2020 年 35 巻 4 号 p. 562-569
目的:上部消化管内視鏡検査(esophagogastroduodenoscopy: EGD)を受けた健診受診者において発見される非乳頭部十二指腸上皮性腫瘍(non-ampullary duodenal epithelial tumor: NADET)の頻度,臨床的特徴を明らかにすることを目的とした.
方法:2016~2018年の3年間に淀川キリスト教病院 健康管理増進センターで実施した健診目的のEGD 32,542件のうち,病理組織学的にNADETと診断された症例を対象に,健診および電子カルテ情報を後ろ向きに調査した.

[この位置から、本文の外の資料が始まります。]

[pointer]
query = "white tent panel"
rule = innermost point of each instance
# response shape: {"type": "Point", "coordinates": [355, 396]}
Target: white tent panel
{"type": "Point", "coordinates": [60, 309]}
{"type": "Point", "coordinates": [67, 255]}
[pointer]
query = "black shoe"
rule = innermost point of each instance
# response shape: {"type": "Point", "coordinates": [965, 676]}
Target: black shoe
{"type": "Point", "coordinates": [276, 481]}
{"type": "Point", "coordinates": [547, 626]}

結果:NADETは20症例・20病変で発見頻度は0.061%であり,男女比は13:7,平均年齢56.2±11.4歳(35~79歳)だった.内視鏡的特徴については10mm以下の比較的小さな病変が多く(75.0%,15/20例),肉眼型はⅡaが11例(55.0%)と過半数を占めた.色調は全体もしくは辺縁が白色調を呈する病変が多かった(75.0%,15/20例).治療については13例が内視鏡的切除を,1例が外科的治療を受けた.内視鏡的切除の1例と外科的治療の1例が,切除標本により粘膜癌と診断された.
結論:NADETの発見頻度は0.061%で,うち10.0%(2/20例)は粘膜癌であった.健診目的のEGDでも可能な限り十二指腸下行部まで観察し,小病変の段階で発見することが重要と考えられた.